Some may also go for some new work. One such
work is to produce compost that can replace
costly fertilizers effectively, if marketed
well. The task can engage some men on regular
basis, if understood properly. Unfortunately,
there is hardly any move for that, even though
many of the farmers know by now that the
chemical fertilizers are spoiling the soil of
the agriculture fields and making it gradually
less fertile.
Can’t the government and the manufacturing
company such as M&M or Escorts for tractors,
Bajaj Auto and Hero Honda for motorcycles, open
these skill- building facilities in rural India?
Will it not be helpful in growth of the
manufacturers’ business further?
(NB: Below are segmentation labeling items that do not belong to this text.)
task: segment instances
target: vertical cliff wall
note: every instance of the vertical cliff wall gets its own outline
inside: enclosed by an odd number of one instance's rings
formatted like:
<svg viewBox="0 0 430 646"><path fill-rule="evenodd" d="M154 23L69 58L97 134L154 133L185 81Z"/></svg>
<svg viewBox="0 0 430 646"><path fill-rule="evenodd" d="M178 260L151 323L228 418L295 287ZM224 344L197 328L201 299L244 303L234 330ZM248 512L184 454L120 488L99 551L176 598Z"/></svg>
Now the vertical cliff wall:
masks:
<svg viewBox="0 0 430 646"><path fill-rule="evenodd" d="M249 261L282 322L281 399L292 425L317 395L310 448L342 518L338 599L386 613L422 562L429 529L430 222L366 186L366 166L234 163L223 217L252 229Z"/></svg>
Can’t some
affluent or educated among these rural young men
become the dealers of these companies and its
spare parts?
And then how can the rural economy afford to
keep the women folks without any productive
work? The women are talented and knowledgeable
in many skills such as stitching, different
types of rural art and craft, rural food
processing, dressmaking, and nursing from their
childhood. A formal training enhancing the
talent can make them employable? We require
these skill-building centres in every village
for every child that can’t pursue higher
education. This is an absolute necessity for
building a strong economy. Once some one even
without much formal education gets trained as
mason, carpenter, or electrician properly, his
employability improves. He can earn in his own
village or outside the state or even in
countries abroad where many are immigrating to
build a better career.
No amount of NREG (National Rural Employment
Guarantee) plans can improve the rural economy
on long term. Some sort of manufacturing bases
are essential in rural areas to engage more and
more local people that are entering workforce.
With expansion of rural electrification,
manufacturing can take base in rural India as it
did in China. I still remember a story from
China’s rural area where a teacher took a lead
in starting a shock manufacturing facility and
in very short period, the village was a cluster
for shock manufacturing supplying millions of
shocks to the domestic market as well as for the
export. India will have to emulate the Chinese
model of manufacturing. Every household will
have to be a manufacturing unit however small it
may be. That can only provide employment and
bring real long-term prosperity in rural India.